PCA projection models with the World Drug Index as drug-like reference space were created based on MACCS, ECFP4, estate or Lipinsky-like physchem descriptors. Compounds from the commercial vendor i-research library, ZINC, ChEMBL and a current screening subset from PubChem were projected onto the WDI maps.
The dataset overlap density index DOD is calculated from the summations over the occupancies of each N-dimensional "volume" element occupied by both datasets, divided by all such elements populated by at least one dataset. The index provides a measure of the overlap of two sets.
It is shown that the number of principal components needed to describe at least 75% of the information content of the descriptor greatly varies and that a projection in 2 dimensions is not adequate. Such N-dimensional projections are extremely sparse (about 1043 elements for WDI and MACCS descriptor) and crowded only in small regions of the spanned N-dimensional space.

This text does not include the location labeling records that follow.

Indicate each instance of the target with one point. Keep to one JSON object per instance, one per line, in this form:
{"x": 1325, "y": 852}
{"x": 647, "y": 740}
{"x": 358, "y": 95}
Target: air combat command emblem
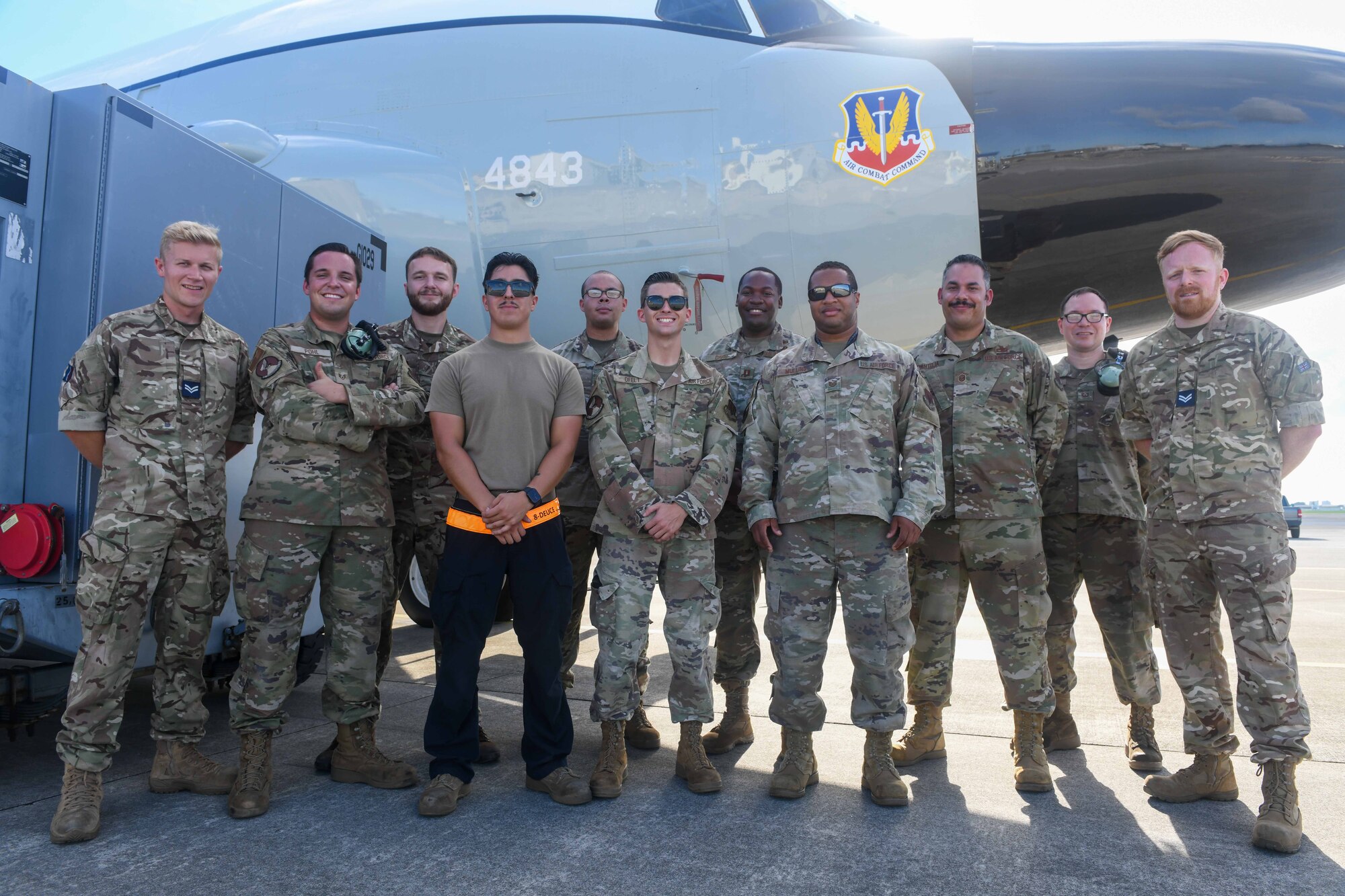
{"x": 883, "y": 136}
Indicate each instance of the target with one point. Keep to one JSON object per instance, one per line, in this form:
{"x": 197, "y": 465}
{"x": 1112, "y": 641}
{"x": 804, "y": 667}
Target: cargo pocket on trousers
{"x": 100, "y": 580}
{"x": 249, "y": 572}
{"x": 1270, "y": 581}
{"x": 603, "y": 606}
{"x": 1031, "y": 592}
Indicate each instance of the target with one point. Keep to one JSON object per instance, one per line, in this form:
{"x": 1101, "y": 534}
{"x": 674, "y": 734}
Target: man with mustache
{"x": 602, "y": 302}
{"x": 1003, "y": 416}
{"x": 840, "y": 475}
{"x": 319, "y": 509}
{"x": 738, "y": 559}
{"x": 422, "y": 493}
{"x": 662, "y": 451}
{"x": 1225, "y": 404}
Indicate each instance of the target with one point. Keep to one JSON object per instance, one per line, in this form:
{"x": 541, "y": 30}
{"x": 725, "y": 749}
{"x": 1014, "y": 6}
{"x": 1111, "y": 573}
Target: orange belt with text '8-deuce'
{"x": 474, "y": 522}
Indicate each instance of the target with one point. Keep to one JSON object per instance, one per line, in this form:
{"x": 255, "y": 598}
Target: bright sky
{"x": 38, "y": 40}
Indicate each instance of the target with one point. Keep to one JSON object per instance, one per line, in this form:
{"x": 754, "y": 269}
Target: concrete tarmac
{"x": 966, "y": 830}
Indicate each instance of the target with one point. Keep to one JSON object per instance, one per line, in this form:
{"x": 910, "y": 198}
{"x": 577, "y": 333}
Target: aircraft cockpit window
{"x": 708, "y": 14}
{"x": 783, "y": 17}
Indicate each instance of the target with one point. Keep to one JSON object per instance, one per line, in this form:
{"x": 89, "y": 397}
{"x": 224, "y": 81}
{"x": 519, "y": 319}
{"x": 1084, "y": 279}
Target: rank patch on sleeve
{"x": 267, "y": 368}
{"x": 594, "y": 408}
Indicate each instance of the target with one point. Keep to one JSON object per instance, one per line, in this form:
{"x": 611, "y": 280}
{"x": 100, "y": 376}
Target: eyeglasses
{"x": 839, "y": 290}
{"x": 521, "y": 288}
{"x": 656, "y": 303}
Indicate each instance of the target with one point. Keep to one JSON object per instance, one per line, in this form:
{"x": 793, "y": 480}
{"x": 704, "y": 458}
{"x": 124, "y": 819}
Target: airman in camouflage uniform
{"x": 422, "y": 493}
{"x": 318, "y": 507}
{"x": 1094, "y": 529}
{"x": 157, "y": 397}
{"x": 1225, "y": 404}
{"x": 661, "y": 444}
{"x": 841, "y": 466}
{"x": 1003, "y": 417}
{"x": 601, "y": 342}
{"x": 738, "y": 559}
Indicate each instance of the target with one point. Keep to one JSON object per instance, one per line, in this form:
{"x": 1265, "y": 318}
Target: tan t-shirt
{"x": 508, "y": 395}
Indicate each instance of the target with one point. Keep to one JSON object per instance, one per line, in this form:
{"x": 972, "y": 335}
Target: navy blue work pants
{"x": 463, "y": 607}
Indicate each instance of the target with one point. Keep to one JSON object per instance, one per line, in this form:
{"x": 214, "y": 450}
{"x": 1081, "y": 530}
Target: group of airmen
{"x": 836, "y": 463}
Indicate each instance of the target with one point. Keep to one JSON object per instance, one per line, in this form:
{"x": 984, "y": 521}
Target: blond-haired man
{"x": 158, "y": 399}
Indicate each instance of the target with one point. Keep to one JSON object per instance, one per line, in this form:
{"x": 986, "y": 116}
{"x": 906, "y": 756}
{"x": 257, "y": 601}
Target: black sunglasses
{"x": 839, "y": 290}
{"x": 656, "y": 303}
{"x": 521, "y": 288}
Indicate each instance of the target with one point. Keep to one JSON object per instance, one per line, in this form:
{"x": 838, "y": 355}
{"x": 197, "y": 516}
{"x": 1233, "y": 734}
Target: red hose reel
{"x": 32, "y": 538}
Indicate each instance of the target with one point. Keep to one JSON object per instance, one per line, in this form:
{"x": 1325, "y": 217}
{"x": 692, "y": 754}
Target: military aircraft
{"x": 709, "y": 136}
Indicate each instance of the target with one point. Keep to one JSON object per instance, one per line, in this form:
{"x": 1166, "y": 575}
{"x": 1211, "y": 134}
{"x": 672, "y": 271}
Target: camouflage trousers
{"x": 134, "y": 564}
{"x": 738, "y": 569}
{"x": 812, "y": 561}
{"x": 1247, "y": 563}
{"x": 423, "y": 542}
{"x": 1004, "y": 564}
{"x": 1108, "y": 553}
{"x": 274, "y": 584}
{"x": 582, "y": 545}
{"x": 623, "y": 589}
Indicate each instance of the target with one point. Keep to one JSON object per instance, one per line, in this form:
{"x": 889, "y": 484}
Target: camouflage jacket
{"x": 1097, "y": 471}
{"x": 856, "y": 435}
{"x": 578, "y": 490}
{"x": 1214, "y": 405}
{"x": 321, "y": 463}
{"x": 411, "y": 451}
{"x": 654, "y": 443}
{"x": 167, "y": 396}
{"x": 1003, "y": 417}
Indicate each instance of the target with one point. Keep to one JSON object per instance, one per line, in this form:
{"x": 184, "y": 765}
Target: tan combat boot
{"x": 640, "y": 732}
{"x": 442, "y": 795}
{"x": 923, "y": 739}
{"x": 1031, "y": 772}
{"x": 736, "y": 725}
{"x": 251, "y": 795}
{"x": 80, "y": 811}
{"x": 796, "y": 767}
{"x": 360, "y": 762}
{"x": 880, "y": 775}
{"x": 607, "y": 778}
{"x": 693, "y": 766}
{"x": 1280, "y": 822}
{"x": 1059, "y": 731}
{"x": 1211, "y": 776}
{"x": 181, "y": 766}
{"x": 1141, "y": 744}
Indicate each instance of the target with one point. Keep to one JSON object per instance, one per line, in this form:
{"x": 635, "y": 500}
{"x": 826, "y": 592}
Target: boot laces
{"x": 1143, "y": 728}
{"x": 362, "y": 733}
{"x": 797, "y": 752}
{"x": 1277, "y": 783}
{"x": 252, "y": 772}
{"x": 609, "y": 760}
{"x": 196, "y": 762}
{"x": 85, "y": 790}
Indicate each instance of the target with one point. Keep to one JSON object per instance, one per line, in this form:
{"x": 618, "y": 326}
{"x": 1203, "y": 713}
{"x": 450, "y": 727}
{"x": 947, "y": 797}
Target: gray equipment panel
{"x": 115, "y": 174}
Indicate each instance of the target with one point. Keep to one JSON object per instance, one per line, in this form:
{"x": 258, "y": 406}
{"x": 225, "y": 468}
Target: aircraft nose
{"x": 1091, "y": 155}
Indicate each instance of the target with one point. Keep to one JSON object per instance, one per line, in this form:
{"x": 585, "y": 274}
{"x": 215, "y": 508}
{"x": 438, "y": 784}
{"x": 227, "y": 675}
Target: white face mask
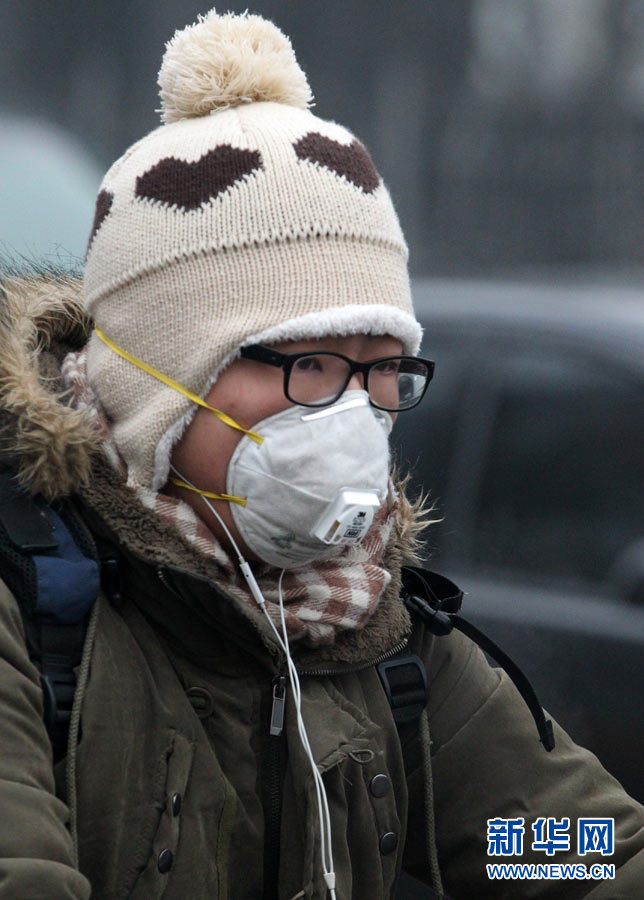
{"x": 314, "y": 482}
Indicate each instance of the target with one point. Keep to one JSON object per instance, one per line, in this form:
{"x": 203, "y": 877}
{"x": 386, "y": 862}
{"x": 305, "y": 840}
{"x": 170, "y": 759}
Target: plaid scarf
{"x": 320, "y": 600}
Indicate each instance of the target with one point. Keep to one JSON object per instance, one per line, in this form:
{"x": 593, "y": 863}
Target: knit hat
{"x": 242, "y": 219}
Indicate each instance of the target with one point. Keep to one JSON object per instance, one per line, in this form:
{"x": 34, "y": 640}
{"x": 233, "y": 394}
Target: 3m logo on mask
{"x": 348, "y": 517}
{"x": 283, "y": 541}
{"x": 315, "y": 482}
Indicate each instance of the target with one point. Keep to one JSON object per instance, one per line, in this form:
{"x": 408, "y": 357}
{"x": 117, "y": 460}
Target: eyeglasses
{"x": 394, "y": 383}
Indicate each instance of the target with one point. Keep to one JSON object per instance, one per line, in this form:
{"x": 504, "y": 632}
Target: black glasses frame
{"x": 286, "y": 361}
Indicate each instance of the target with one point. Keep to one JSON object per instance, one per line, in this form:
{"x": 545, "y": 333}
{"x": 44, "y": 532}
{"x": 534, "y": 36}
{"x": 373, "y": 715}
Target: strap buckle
{"x": 404, "y": 679}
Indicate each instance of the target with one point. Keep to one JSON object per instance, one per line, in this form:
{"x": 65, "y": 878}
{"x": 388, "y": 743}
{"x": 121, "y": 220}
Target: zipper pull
{"x": 279, "y": 704}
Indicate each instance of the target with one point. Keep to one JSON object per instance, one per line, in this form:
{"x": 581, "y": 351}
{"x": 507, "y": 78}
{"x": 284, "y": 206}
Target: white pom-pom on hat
{"x": 224, "y": 61}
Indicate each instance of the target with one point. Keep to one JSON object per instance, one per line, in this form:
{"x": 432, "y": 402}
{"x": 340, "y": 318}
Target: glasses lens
{"x": 398, "y": 383}
{"x": 317, "y": 379}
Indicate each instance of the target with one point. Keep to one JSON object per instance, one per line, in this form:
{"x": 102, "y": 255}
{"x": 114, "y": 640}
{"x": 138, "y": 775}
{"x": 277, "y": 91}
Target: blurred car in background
{"x": 48, "y": 187}
{"x": 530, "y": 442}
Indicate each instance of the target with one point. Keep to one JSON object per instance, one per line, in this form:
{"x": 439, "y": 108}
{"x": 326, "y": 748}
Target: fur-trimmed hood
{"x": 50, "y": 444}
{"x": 56, "y": 451}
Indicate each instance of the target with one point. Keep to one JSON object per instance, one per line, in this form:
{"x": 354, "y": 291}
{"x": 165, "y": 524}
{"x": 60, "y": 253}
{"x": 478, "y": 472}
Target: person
{"x": 212, "y": 405}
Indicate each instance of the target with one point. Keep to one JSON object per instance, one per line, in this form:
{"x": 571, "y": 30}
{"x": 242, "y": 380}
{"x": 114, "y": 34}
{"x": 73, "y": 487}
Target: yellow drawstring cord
{"x": 253, "y": 435}
{"x": 229, "y": 497}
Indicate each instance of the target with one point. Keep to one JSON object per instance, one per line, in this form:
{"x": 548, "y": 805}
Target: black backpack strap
{"x": 436, "y": 601}
{"x": 54, "y": 570}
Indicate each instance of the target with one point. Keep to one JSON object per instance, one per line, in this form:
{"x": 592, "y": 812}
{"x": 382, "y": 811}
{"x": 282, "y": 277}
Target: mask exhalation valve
{"x": 347, "y": 518}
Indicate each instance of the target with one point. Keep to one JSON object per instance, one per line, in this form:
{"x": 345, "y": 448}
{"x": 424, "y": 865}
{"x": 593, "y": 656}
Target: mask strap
{"x": 253, "y": 435}
{"x": 191, "y": 487}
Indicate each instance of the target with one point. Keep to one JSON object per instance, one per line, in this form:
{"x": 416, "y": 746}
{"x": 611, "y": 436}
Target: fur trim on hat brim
{"x": 345, "y": 321}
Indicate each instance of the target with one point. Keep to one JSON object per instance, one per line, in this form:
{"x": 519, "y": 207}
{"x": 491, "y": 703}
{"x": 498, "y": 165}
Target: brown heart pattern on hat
{"x": 188, "y": 185}
{"x": 103, "y": 206}
{"x": 349, "y": 160}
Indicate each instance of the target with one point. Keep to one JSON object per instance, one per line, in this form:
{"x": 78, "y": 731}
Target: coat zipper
{"x": 274, "y": 770}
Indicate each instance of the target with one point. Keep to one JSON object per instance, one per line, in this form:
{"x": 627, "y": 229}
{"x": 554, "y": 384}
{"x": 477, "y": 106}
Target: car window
{"x": 562, "y": 485}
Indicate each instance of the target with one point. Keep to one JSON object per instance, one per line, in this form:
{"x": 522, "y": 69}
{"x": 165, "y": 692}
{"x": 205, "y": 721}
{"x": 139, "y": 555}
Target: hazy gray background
{"x": 510, "y": 132}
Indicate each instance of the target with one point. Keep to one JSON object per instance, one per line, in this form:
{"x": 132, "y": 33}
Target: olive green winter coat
{"x": 173, "y": 786}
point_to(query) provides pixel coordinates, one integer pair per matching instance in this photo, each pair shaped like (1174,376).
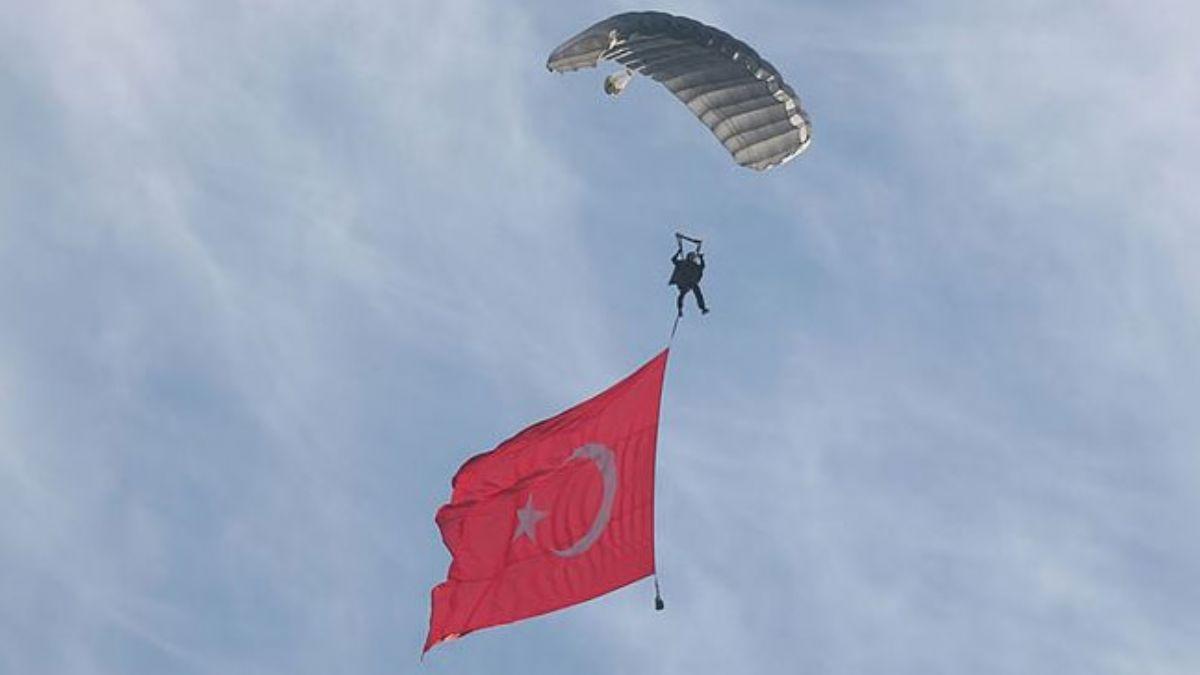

The approach is universal to any descriptor. It can be extended to a DOD vector based on different descriptor types each describes different characteristics of the encoded molecules. The box element graining can be easily adjusted as needed for a particular application. based on needs. It allows to quantify local gaps or overlaps. Proprietary datasets can be compared just by the first N principal component values without even seeing the descriptors behind.